Bei „Markus Lanz“ (ZDF) zeigten sich die Gäste jedoch eher skeptisch. Journalist Paul Ronzheimer erklärte, dass es jetzt zwar die Hoffnung gebe, „die Geiseln freizubekommen“, doch gleichzeitig überwiege auch „die Angst, dass es auch passieren könnte, dass diese Geiseln erschossen werden“.

Ronzheimer machte in dem Zusammenhang deutlich: Der Krieg werde nur dann zu Ende gehen, „wenn die Geiseln freikommen“. Dennoch fragte Moderator Markus Lanz, ob der Tod des Hamas-Chefs ein Wendepunkt im Nahost-Konflikt sein könnte. CDU-Außenpolitiker Norbert Röttgen antwortete vorsichtig, dass Israel „mit der Tötung von Sinwar“ zumindest „eines der drei Kriegsziele erreicht“ habe, nämlich die „Ausschaltung der verantwortlichen Führungsebene“.

Daniel Gerlach (links) äußerte seine Hoffnung auf ein Kriegsende in Gaza, während Paul Ronzheimer klarstellte, dass dies nur nach der Geiselbefreiung möglich sei. (Bild: ZDF / Markus Hertrich)

Daniel Gerlach (links) äußerte seine Hoffnung auf ein Kriegsende in Gaza, während Paul Ronzheimer klarstellte, dass dies nur nach der Geiselbefreiung möglich sei.

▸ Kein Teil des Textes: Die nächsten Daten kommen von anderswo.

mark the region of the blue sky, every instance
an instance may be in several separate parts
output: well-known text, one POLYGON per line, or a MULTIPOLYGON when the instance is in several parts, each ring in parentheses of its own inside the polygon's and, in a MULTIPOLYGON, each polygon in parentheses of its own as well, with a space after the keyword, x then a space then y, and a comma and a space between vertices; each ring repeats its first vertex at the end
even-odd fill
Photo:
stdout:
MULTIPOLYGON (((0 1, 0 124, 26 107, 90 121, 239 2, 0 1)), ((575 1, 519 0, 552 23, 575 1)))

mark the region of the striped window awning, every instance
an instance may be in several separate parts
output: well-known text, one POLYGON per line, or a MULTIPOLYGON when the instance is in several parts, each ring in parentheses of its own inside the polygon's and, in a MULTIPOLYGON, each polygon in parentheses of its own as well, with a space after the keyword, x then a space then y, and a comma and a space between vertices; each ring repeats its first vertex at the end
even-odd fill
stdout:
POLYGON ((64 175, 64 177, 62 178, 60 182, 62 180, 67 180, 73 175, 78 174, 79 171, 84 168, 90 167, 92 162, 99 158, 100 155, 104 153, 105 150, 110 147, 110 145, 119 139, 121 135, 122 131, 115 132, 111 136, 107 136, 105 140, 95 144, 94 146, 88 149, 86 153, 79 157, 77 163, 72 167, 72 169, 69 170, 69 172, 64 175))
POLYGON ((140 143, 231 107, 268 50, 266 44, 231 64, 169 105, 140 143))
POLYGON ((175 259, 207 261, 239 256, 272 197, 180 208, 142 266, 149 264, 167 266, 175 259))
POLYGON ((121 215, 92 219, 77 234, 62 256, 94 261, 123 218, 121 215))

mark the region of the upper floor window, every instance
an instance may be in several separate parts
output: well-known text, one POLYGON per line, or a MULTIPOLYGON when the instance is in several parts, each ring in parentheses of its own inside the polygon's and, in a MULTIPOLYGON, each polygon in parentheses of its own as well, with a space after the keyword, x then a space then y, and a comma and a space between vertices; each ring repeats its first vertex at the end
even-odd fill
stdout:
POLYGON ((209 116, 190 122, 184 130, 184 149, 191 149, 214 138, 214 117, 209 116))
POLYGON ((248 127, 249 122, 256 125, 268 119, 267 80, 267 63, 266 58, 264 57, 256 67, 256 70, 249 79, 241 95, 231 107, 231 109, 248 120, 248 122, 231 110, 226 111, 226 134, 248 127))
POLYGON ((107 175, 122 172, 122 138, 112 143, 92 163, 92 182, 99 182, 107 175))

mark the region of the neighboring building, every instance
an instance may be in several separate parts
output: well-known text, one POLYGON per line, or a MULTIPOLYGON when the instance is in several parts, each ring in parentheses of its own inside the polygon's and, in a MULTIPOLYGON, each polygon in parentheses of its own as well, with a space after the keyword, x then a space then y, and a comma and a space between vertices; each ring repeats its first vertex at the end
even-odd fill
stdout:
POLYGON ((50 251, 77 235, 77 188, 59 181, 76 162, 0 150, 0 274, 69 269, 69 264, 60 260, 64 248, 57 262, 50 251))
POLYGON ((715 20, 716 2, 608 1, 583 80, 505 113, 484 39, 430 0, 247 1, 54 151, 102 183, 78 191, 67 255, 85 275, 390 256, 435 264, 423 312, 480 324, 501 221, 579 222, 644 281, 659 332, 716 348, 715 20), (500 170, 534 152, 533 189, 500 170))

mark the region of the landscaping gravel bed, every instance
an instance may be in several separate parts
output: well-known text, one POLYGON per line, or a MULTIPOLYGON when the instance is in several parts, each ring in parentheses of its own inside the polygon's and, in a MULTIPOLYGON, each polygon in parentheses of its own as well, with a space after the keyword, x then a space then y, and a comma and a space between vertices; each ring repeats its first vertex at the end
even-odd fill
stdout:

Laut des Politikers gebe es jedoch noch zwei weitere wichtige Kriegsziele - darunter die Geiselbefreiung und die Ausschaltung der Hamas, sodass „von Hamas keine Gefahr für die Sicherheit Israels mehr ausgeht“. In Bezug auf eine mögliche Geiselbefreiung nach dem Tod von al-Sinwar zeigte sich Röttgen skeptisch und sagte, dass er „erhebliche Zweifel habe, ob Hamas überhaupt bereit ist, das Faustpfand der Geiseln aus der Hand zu geben“.

CDU-Außenpolitiker Norbert Röttgen sieht Israel in einem „moralischen Dilemma“

In dem Zusammenhang machte Paul Ronzheimer deutlich, wie schwer es für Journalisten sei, sich ein Bild von der Lage in Gaza zu machen: „Es ist ein absolutes Unding, dass internationale Journalisten nicht nach Gaza gelassen werden. Dass die Regierung Netanjahu nicht erlaubt, dass wir dort unabhängig recherchieren können.“ Dies sei „seit einem Jahr“ der Fall und „das ist beispiellos, dass ein solch großer Krieg eigentlich ohne internationale Journalisten stattfindet“.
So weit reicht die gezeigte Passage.